Aus Offenburger Sicht folgerichtig machte man sich daher Gedanken über eine Eingemeindung: 1926 verfasste Stadtrat Georg Monsch ein Diskussionspapier, das die Entwicklungslinie der Stadt in Richtung Ortenberg sah. Im Wege einer Vereinigung käme so auch die nach Ortenberg „geflüchtete“ Glasplakatefabrik Boos & Hahn wieder unter Offenburger Fittiche, eine dauerhaft einzurichtende Schlossbeleuchtung wurde ins Spiel gebracht und mit dem Erwerb des „heute verkäuflichen“ Schlossbesitzes geliebäugelt (D’r altOffeburger, 25. Juli 1926).
Im Gemeindearchiv findet sich jedoch kein Nachweis über eine Ortenberger Reaktion auf dieses Gedankenspiel.
Konkreter wurde es dann einige Jahre später: Das Bezirksamt (heute Landratsamt) forderte die Gemeinde Ortenberg Ende Juli 1935 auf, zur Frage einer Vereinigung mit der Stadt Offenburg Stellung zu nehmen. Bereits fünf Tage später wurde dies im Gemeinderat behandelt. Die Antwort war knapp aber unmissverständlich:
„Die Gemeinde ist … nicht bereit, sich mit der Stadt Offenburg zu vereinigen.“ Versehen mit dem seinerzeit üblichen Gruß ging ein inhaltsgleiches Schreiben auch an den Kreisleiter der NSDAP und Oberbürgermeister der Stadt Offenburg.
Die Ortenberger waren sich also einig, dass ihr Dorf trotz einer expandierenden Stadt Offenburg eine Zukunft hat. Doch dass man sich diesem Sog in der Zeit des rapiden Wandels der sozialen Strukturen in der Nachkriegszeit nicht mehr so einfach entziehen und das Thema mit einem einzigen Satz wegwischen konnte, sollte die Gemeindereform 35 Jahre später zeigen.

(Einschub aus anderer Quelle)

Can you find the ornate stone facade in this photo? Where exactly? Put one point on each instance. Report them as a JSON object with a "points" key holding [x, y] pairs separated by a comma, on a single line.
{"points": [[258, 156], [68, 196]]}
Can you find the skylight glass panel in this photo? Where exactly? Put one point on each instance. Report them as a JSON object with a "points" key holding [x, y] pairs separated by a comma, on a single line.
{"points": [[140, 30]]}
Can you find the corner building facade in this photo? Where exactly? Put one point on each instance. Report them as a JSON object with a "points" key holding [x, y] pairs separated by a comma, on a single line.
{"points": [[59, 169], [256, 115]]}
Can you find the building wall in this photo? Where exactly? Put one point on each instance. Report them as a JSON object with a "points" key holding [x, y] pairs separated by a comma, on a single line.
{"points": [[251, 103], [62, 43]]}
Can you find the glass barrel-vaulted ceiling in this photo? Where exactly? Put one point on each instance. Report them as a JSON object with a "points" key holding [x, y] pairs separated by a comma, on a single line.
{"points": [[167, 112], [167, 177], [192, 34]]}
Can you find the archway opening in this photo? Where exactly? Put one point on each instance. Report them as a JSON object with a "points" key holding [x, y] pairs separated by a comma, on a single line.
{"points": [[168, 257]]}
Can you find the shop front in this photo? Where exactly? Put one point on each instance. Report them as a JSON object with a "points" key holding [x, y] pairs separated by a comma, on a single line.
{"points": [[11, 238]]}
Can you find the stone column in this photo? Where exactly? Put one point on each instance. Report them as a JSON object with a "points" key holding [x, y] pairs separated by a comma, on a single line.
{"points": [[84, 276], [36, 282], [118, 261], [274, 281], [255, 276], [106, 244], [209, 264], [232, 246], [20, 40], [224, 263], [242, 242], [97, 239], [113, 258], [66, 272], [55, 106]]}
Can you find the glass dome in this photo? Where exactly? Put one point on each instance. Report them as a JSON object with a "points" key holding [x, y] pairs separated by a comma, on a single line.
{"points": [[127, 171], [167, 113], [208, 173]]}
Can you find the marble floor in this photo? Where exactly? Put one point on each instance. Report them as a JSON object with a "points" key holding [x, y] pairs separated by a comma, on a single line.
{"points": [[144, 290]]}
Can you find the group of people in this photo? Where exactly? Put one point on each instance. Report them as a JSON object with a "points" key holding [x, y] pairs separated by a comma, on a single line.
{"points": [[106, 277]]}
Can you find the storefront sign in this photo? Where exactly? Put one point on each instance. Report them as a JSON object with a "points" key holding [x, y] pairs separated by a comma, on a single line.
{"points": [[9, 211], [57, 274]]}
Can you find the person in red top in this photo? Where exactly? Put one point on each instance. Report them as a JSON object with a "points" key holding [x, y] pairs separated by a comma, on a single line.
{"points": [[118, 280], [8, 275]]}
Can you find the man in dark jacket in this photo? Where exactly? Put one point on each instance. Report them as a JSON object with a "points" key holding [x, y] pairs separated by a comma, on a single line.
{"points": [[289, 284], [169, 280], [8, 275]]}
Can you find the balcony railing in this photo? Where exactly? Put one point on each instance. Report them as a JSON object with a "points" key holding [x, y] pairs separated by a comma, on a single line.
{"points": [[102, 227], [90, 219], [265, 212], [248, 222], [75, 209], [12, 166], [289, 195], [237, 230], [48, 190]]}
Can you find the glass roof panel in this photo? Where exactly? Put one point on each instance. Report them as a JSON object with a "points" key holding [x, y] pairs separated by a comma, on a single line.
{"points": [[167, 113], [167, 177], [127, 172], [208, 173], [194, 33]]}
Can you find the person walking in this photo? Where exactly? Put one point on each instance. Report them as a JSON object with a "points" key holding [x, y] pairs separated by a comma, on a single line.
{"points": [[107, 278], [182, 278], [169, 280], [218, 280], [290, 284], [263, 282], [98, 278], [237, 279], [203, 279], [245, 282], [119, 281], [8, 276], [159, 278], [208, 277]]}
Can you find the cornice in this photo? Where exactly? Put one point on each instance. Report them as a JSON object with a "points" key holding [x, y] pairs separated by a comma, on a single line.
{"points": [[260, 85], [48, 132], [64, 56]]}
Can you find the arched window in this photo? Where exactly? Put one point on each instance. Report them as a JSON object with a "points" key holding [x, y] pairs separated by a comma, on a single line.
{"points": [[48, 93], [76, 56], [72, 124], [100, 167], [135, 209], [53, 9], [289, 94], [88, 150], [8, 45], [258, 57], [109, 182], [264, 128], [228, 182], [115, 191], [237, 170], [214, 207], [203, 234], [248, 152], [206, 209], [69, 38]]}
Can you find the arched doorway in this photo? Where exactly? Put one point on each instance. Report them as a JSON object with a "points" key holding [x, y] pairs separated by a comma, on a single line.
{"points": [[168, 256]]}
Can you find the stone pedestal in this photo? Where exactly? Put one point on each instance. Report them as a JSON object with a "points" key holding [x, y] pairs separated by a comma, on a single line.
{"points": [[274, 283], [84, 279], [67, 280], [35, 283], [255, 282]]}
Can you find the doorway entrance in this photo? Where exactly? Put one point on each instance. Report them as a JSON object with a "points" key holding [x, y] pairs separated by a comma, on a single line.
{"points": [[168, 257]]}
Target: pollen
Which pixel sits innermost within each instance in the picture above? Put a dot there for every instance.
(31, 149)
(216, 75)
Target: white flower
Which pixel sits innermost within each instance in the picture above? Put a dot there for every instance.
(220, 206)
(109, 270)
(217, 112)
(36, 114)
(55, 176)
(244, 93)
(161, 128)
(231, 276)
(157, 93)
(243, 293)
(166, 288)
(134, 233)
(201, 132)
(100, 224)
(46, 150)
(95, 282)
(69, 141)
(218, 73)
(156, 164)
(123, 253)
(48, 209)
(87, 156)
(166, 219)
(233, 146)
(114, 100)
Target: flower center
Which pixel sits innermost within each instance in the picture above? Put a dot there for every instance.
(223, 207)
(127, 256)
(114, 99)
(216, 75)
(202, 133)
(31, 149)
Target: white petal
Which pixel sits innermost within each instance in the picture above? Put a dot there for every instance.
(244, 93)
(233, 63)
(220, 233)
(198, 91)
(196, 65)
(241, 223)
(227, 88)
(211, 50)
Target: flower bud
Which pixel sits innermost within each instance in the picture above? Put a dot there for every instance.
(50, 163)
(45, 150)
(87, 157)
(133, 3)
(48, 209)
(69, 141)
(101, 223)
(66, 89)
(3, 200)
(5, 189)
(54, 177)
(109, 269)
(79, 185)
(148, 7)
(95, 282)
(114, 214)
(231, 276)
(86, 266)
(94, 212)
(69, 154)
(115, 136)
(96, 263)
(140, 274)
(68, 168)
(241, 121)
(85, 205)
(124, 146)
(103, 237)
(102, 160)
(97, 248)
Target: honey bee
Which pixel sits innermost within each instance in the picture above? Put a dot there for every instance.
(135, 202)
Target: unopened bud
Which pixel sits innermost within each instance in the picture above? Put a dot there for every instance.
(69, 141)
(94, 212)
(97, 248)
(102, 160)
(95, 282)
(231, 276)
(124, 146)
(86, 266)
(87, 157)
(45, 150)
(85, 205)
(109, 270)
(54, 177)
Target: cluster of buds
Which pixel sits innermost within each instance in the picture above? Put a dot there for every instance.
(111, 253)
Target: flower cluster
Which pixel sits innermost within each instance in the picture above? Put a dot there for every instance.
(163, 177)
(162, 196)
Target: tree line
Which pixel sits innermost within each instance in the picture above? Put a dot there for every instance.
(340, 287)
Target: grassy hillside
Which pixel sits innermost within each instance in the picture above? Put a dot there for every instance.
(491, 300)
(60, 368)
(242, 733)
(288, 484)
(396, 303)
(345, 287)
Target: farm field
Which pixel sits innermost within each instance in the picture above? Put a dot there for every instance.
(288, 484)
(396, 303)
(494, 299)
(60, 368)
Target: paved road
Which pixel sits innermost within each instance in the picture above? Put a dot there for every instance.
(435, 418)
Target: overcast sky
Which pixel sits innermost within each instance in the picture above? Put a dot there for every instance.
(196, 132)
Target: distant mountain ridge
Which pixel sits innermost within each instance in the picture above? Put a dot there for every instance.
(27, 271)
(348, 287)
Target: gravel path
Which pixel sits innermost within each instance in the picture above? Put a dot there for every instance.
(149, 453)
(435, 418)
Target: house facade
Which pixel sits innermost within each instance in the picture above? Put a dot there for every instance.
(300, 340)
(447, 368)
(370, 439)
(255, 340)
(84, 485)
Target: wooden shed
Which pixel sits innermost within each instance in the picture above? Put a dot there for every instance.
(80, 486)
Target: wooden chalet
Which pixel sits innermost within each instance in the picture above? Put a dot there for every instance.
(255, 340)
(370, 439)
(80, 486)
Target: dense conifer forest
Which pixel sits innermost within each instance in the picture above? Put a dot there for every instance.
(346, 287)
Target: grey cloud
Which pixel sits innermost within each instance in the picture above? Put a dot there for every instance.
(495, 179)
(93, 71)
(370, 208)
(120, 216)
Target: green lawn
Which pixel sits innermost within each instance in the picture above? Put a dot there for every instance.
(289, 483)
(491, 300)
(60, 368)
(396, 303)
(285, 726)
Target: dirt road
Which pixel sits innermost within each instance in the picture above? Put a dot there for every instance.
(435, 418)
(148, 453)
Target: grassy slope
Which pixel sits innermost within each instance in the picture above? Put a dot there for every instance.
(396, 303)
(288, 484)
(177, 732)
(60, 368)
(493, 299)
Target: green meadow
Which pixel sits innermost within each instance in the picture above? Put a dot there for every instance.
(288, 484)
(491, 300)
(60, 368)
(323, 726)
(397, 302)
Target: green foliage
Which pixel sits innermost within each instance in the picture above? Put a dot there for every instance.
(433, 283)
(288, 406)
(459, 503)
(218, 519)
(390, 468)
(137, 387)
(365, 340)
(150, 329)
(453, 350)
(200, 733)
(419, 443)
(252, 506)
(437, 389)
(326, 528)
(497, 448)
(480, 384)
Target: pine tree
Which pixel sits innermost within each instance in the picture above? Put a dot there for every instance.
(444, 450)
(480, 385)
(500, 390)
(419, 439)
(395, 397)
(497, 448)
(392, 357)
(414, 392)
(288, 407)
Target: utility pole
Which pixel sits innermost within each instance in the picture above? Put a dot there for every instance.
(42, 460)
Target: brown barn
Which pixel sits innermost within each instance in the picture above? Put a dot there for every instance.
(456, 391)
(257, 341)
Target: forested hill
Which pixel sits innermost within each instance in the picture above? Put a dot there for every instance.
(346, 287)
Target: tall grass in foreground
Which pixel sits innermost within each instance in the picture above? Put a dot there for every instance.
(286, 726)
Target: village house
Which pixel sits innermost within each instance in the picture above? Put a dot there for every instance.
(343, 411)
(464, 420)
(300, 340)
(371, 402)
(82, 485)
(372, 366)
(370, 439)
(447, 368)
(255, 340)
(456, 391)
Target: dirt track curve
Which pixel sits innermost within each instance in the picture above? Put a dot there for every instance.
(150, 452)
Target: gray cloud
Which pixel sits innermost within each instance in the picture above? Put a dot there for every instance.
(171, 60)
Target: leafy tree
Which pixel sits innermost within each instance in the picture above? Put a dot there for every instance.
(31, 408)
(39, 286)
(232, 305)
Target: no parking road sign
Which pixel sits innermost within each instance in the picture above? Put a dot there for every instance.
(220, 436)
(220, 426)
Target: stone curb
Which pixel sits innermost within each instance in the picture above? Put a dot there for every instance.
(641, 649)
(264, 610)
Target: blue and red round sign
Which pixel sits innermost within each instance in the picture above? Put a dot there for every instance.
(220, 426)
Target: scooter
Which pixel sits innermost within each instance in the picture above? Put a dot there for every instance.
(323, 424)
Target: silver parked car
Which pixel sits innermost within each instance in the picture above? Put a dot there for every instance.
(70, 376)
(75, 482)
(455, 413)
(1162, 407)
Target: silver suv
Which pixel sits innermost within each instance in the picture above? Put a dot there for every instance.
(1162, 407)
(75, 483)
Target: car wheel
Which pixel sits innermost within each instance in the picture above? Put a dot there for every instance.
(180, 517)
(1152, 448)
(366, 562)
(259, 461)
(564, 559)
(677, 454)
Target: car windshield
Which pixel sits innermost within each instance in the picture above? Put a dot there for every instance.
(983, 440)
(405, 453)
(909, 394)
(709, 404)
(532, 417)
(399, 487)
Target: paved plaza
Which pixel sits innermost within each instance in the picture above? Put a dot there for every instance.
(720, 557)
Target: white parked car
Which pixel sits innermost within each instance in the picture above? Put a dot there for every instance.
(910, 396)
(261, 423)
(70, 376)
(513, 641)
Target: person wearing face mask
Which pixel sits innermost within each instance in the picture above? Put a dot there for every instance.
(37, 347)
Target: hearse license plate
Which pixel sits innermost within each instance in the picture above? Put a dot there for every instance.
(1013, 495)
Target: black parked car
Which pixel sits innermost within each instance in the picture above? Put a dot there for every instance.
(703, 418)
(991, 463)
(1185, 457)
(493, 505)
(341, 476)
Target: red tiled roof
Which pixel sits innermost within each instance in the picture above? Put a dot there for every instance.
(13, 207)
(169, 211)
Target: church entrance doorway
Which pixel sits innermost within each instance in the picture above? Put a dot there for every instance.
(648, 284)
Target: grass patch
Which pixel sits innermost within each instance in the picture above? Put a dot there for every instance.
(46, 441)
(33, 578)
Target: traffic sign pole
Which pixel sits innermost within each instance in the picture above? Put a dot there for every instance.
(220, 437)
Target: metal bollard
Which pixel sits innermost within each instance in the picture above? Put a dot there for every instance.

Am Muttertag vor 50 Jahren stand der junge Ortenberger Bürgermeister Hermann Litterst immer noch etwas unter Strom: Die Medienlandschaft berichtete nach wie vor über die Zielplanung und es schien ein wenig der Unterton mitzuschwingen, dass man mit der selbstständigen Zukunft Ortenbergs nicht ganz einherging. Zwar lassen Zeitzeugenberichte vermuten, dass sich zumindest der Offenburger Gemeinderat damit abgefunden hatte, so ganz sicher war sich Litterst aber nicht. Aus diesem Grund hatte er bereits Ende April 1973 einen Termin bei Innenminister Schiess angefragt, da er mitbekommen hatte, dass auch der Offenburger Oberbürgermeister Heitz bei jenem vorgesprochen habe. Ihm stehe schließlich dasselbe Recht zu.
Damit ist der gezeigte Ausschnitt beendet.